Oh my god! I missed the twins annoucement, too! And one of each by the sound of it? How very lovely and amazing.
I know how hard it is though. To talk about a new pregnancy on a loss blog, and I know it will be even more complex for you with the infertility and IVF. But these babies and Kara are siblings. Their stories are intertwined. You can't talk about one without talking about the other.
Wishing you all the very best and a smooth transition in to the second trimester.
xo
thinking of you...
pg after loss is so hard, and as much as we don't want to get attached, plan or prepare in some ways it's inevitable. i didn't do much to prepare for lev and that didn't prevent me from feeling the enormity of his death.
i do hope that the nausea subsides soon and you can enjoy your pg a bit more.
xoxo
Twins? Congratulations! I had a lot of illness this time around, but it improved around 14 weeks. Hang in there!
Twins! You are clever! Oh nausea! My husband kept on chanting that it is from good placental function. I know, how can something so rubbish be so good?
I'm so excited for you!! I don't know if u remember but we emailed back and forth a few times a while back! Ill keep my fingers crossed for you! Being pg after loosing a baby was so hard but paid off in the end. Sending hugs!!

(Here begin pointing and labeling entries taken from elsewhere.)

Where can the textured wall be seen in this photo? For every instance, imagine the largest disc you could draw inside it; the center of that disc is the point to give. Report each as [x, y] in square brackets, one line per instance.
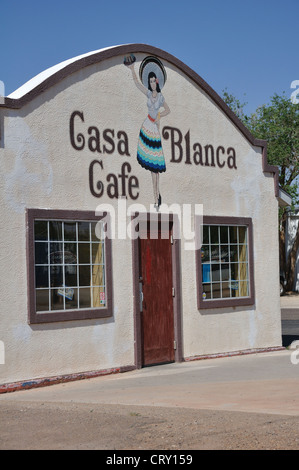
[41, 169]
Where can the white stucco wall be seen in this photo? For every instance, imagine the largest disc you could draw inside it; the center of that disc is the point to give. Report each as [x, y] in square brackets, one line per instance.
[41, 169]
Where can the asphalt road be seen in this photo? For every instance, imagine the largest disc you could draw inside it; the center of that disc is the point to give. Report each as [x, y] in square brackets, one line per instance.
[242, 402]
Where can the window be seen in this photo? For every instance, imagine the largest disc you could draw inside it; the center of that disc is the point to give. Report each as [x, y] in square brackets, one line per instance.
[69, 266]
[225, 263]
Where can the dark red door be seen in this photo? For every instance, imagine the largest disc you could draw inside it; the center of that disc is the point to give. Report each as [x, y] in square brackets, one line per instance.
[157, 304]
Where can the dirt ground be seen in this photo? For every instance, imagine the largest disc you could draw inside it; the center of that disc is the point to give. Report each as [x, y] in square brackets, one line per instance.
[77, 426]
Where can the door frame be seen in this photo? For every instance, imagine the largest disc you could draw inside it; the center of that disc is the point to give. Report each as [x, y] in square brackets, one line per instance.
[176, 282]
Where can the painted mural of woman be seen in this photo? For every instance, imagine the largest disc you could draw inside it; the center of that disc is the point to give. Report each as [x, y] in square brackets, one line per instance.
[149, 150]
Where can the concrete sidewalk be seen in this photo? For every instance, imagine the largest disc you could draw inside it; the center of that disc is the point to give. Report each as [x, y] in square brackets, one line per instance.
[262, 383]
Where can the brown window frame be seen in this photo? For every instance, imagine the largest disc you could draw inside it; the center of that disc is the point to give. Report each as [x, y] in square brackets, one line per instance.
[69, 314]
[230, 301]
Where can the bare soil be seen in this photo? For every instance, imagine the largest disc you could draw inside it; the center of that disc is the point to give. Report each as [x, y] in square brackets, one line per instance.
[74, 426]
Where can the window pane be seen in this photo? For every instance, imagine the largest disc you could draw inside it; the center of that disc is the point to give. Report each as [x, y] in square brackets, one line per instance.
[224, 262]
[41, 276]
[233, 234]
[57, 302]
[242, 234]
[55, 228]
[42, 300]
[205, 253]
[70, 232]
[70, 253]
[99, 299]
[225, 289]
[225, 272]
[243, 275]
[223, 234]
[233, 253]
[206, 292]
[40, 230]
[234, 268]
[97, 253]
[214, 234]
[56, 277]
[70, 275]
[96, 231]
[84, 275]
[216, 290]
[56, 253]
[84, 253]
[215, 253]
[215, 272]
[206, 273]
[71, 298]
[243, 289]
[98, 275]
[83, 231]
[41, 253]
[206, 239]
[234, 285]
[85, 299]
[224, 253]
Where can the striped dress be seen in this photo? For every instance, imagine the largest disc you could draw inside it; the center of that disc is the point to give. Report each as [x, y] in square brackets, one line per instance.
[149, 150]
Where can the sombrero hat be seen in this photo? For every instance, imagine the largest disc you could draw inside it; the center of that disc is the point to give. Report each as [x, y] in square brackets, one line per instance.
[152, 64]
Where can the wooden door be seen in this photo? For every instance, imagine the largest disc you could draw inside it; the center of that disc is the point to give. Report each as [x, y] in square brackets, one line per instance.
[157, 320]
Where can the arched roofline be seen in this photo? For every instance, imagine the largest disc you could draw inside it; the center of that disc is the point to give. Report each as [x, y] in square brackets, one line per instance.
[70, 67]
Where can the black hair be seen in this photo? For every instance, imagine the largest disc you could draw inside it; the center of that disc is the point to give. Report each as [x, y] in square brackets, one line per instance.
[151, 75]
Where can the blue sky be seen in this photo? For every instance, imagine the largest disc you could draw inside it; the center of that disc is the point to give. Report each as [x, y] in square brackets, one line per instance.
[250, 47]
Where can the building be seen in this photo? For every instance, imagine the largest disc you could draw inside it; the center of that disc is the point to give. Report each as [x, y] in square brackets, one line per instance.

Babette, guilt just comes with the territory. You desperately want to be happy and abandon it all and just feel joy and happiness, but you can't. The wounds are too deep, too painful. Accept them, and just let the joy and pain coexist together. My dh was much like yours. Emotionally invested before me, less cautious, more hopeful. I too didn't allow any gifts, plans for showers etc... It was too much to hope for. Your fears and feelings are so normal. Big hugs. I think of you and your family often. I'm really happy for you.
xoxo steph
In the first trimester I was also so gripped with fear that perhaps I would lose this baby before I really got a chance for the pregnancy to sink in fully. I still have those moments of fear that I won't get to leave the hospital with my baby in my arms but I am starting to breathe a little easier. Hang in there!
Hang in there - I hope and believe that things get better as you progress into the pregnancy. And twins - WOW. Congrats. :-)
Congratulations on carrying twins, that's amazing!
Enjoy your pregnancy, and stay strong!